Art, History, Science in real environments
They lean without knowing they are. |
Gifted kids are just as different from each other as any other section of the population. Some will succeed in every field they attempt: they will be good at sports, skilled in the arts, top in math and science, a literacy star, responsible and popular. Some are philosophical observers, some are hypersensitive and may need help to cope with the physical and social impact of their world, some are bullies, some are arrogant, some hate attention and try to 'fit' with their cohort - mimicking what they feel is normal and some are twice exceptional which means they have a developmental, physical or cognitive problem too.
Gifted kids are kids with special NEEDS. Giving them what they need is not elitist or only to be afforded if there is a surplus - imagine the uproar if vision impaired kids only got their work enlarged and printed on buff paper when the school budget was in surplus! Providing what gifted kids need doesn't have to cost too much more than the effort, time and resources to identify them and skilled differentiation.
The most ironic thing in the whole issue is that if gifted kids are identified and catered for in the classroom, every other child will benefit. (An exception to this is the hot housed child whose self worth and identity is completely based on bringing the top grades home to mummy through fastest completion and an ability to do exactly what the teacher has asked for but without relating concepts outside of the set task. This child. will feel confused at options and open ended tasks and will hate school when 100% in a rote test is not the ultimate achievement in class.)

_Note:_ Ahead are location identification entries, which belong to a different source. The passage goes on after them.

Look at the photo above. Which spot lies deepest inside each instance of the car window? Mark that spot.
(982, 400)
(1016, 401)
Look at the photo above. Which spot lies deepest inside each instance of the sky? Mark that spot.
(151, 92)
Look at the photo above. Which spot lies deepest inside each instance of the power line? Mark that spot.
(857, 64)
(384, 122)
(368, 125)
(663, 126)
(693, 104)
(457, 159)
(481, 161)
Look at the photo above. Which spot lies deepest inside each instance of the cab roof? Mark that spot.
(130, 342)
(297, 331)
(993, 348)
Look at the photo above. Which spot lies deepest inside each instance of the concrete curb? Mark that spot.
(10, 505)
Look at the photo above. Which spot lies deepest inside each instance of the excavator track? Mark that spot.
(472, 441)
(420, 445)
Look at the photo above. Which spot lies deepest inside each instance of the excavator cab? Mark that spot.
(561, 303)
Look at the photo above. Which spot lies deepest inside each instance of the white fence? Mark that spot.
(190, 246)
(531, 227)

Gifted kids need teachers who
1.
Recognise them.
Unfortunately multiple studies have demonstrated for decades that many teachers identify the above average cooperative child - the younger the child the greater the chance that they are not the highly intelligent ones. Gifted does not always translate into high grades at school. School is constructed for the average child and most frequently it is the above average kids who love being timed and graded, the gifted kids may have other things on their minds.
The many teachers who are able to identify Gifted kids are also able to identify the needs and interests present in the rest of the class which translates into student fit lessons resulting in engaged learning.
2.
Aren't afraid of them or made to feel inferior by their questions and ideas (which may pretty silly at times!)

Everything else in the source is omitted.